Indexes

Dynamicweb 9 features a lightning fast generalized search framework usually referred to as New Indexing, which can be used to index and search through all kinds of data on your solution – productscontentusers, etc.

Broadly speaking, New Indexing consists of the following elements:

  • Indexes – which are data structures optimized for data retrieval
  • Queries – which are used to retrieve data based on criteria you define
  • Facets – which are used to create filters in frontend
  • Tasks – which are used to rebuild indexes at an interval

This article will tell you more about Indexes.

An index is a data structure optimized for data retrieval operations – which means that querying it is much faster than searching through each row in the database whenever a table is accessed.

To create an index:

  • Click Add index in the repository toolbar (Figure 2.1)
  • Name it
  • Click OK
Figure 2.1 Creating an index

This will open the index configuration page (Figure 2.2) from which you can add and configure the various index components.

Figure 2.2 The index configuration page

An index consists of the following components:

  • Instances – the physical data structures which are queried
  • Build configurations – a set of instructions for retrieving data from Dynamicweb and building an instance
  • Field definitions – a set of instructions detailing what goes in the index and how it should be stored
  • (Optional) Field types – custom field types can be used when you need to analyze data in a non-standard manner.

Read about the components below.

Instances are used to specify a location and an IndexProvider, which will create the index files at the location.

By default, Dynamicweb uses Lucene 3.0.3 and comes with a LuceneIndexProvider which builds index files in a folder in the file archive, e.g. /Files/System/Indexes/YourIndexName/YourInstanceName.

To create an instance:

  • Click Add instance on the index configuration page to open the Instance configuration (Figure 3.1)
  • Provide a name
  • Select a provider – this step is easy, as we supply only one provider out of the box
  • Specify a folder
  • Click OK
Figure 3.1 Creating an instance

Once created, an instance will look like the Lucene B index in Figure 3.2 – this is because it has not been built yet.

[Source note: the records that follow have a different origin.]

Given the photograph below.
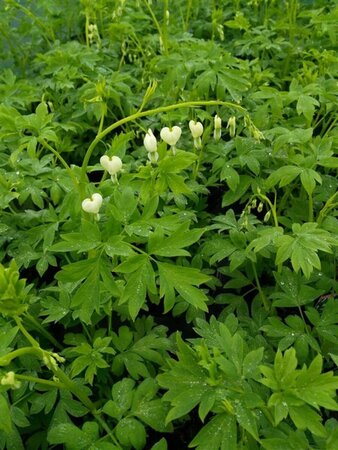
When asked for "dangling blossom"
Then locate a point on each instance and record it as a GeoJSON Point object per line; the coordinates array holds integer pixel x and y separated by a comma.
{"type": "Point", "coordinates": [217, 128]}
{"type": "Point", "coordinates": [93, 204]}
{"type": "Point", "coordinates": [171, 136]}
{"type": "Point", "coordinates": [150, 144]}
{"type": "Point", "coordinates": [196, 129]}
{"type": "Point", "coordinates": [112, 165]}
{"type": "Point", "coordinates": [232, 126]}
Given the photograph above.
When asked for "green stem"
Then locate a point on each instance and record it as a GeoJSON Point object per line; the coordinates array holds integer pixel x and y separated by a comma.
{"type": "Point", "coordinates": [23, 330]}
{"type": "Point", "coordinates": [23, 351]}
{"type": "Point", "coordinates": [187, 17]}
{"type": "Point", "coordinates": [198, 163]}
{"type": "Point", "coordinates": [328, 205]}
{"type": "Point", "coordinates": [66, 382]}
{"type": "Point", "coordinates": [103, 114]}
{"type": "Point", "coordinates": [163, 37]}
{"type": "Point", "coordinates": [44, 332]}
{"type": "Point", "coordinates": [61, 159]}
{"type": "Point", "coordinates": [151, 112]}
{"type": "Point", "coordinates": [49, 33]}
{"type": "Point", "coordinates": [39, 381]}
{"type": "Point", "coordinates": [272, 208]}
{"type": "Point", "coordinates": [260, 290]}
{"type": "Point", "coordinates": [310, 208]}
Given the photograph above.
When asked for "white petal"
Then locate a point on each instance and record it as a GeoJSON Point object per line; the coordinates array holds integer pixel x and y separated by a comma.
{"type": "Point", "coordinates": [196, 129]}
{"type": "Point", "coordinates": [171, 135]}
{"type": "Point", "coordinates": [150, 142]}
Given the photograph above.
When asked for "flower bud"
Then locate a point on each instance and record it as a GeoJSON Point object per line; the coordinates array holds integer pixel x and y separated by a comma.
{"type": "Point", "coordinates": [217, 128]}
{"type": "Point", "coordinates": [196, 129]}
{"type": "Point", "coordinates": [93, 204]}
{"type": "Point", "coordinates": [111, 165]}
{"type": "Point", "coordinates": [232, 126]}
{"type": "Point", "coordinates": [13, 291]}
{"type": "Point", "coordinates": [171, 135]}
{"type": "Point", "coordinates": [267, 216]}
{"type": "Point", "coordinates": [9, 380]}
{"type": "Point", "coordinates": [150, 142]}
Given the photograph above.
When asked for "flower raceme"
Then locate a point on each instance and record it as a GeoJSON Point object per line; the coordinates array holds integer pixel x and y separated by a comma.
{"type": "Point", "coordinates": [150, 144]}
{"type": "Point", "coordinates": [112, 165]}
{"type": "Point", "coordinates": [217, 128]}
{"type": "Point", "coordinates": [93, 204]}
{"type": "Point", "coordinates": [232, 126]}
{"type": "Point", "coordinates": [196, 129]}
{"type": "Point", "coordinates": [171, 135]}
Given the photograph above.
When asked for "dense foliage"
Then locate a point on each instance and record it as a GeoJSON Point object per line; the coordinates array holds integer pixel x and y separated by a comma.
{"type": "Point", "coordinates": [168, 218]}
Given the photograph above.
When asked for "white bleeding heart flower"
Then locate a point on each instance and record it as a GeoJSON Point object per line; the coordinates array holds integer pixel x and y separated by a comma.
{"type": "Point", "coordinates": [217, 128]}
{"type": "Point", "coordinates": [171, 135]}
{"type": "Point", "coordinates": [232, 126]}
{"type": "Point", "coordinates": [217, 122]}
{"type": "Point", "coordinates": [150, 142]}
{"type": "Point", "coordinates": [93, 204]}
{"type": "Point", "coordinates": [111, 165]}
{"type": "Point", "coordinates": [196, 129]}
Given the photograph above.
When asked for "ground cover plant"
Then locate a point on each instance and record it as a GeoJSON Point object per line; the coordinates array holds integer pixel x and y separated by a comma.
{"type": "Point", "coordinates": [168, 224]}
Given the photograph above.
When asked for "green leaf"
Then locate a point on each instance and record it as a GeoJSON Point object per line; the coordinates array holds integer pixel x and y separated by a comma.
{"type": "Point", "coordinates": [130, 431]}
{"type": "Point", "coordinates": [160, 445]}
{"type": "Point", "coordinates": [87, 298]}
{"type": "Point", "coordinates": [136, 288]}
{"type": "Point", "coordinates": [220, 433]}
{"type": "Point", "coordinates": [183, 280]}
{"type": "Point", "coordinates": [72, 436]}
{"type": "Point", "coordinates": [305, 417]}
{"type": "Point", "coordinates": [231, 197]}
{"type": "Point", "coordinates": [308, 178]}
{"type": "Point", "coordinates": [5, 422]}
{"type": "Point", "coordinates": [284, 176]}
{"type": "Point", "coordinates": [172, 245]}
{"type": "Point", "coordinates": [306, 106]}
{"type": "Point", "coordinates": [231, 176]}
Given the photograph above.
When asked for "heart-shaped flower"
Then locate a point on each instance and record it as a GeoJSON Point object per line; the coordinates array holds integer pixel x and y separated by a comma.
{"type": "Point", "coordinates": [93, 204]}
{"type": "Point", "coordinates": [150, 142]}
{"type": "Point", "coordinates": [196, 129]}
{"type": "Point", "coordinates": [111, 165]}
{"type": "Point", "coordinates": [171, 135]}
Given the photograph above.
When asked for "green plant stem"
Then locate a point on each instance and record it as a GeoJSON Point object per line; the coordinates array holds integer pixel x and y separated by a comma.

Once it has been built it will look like the Lucene A index.

Figure 3.2 Instance configuration page

An instance only contains the data which existed at the time it was built. This means that your instances must be periodically rebuilt to include new data - and that you should always have more than one instance defined, since indexes cannot be queried when they are being built.

You can create scheduled tasks for automatically rebuilding your instances at an interval – see details below – and these tasks will build the instances sequentially, and will not rebuilt the last index if the previous instanced failed to be built correctly. This means that you will never be without an instance to query – even if something goes wrong during the built process.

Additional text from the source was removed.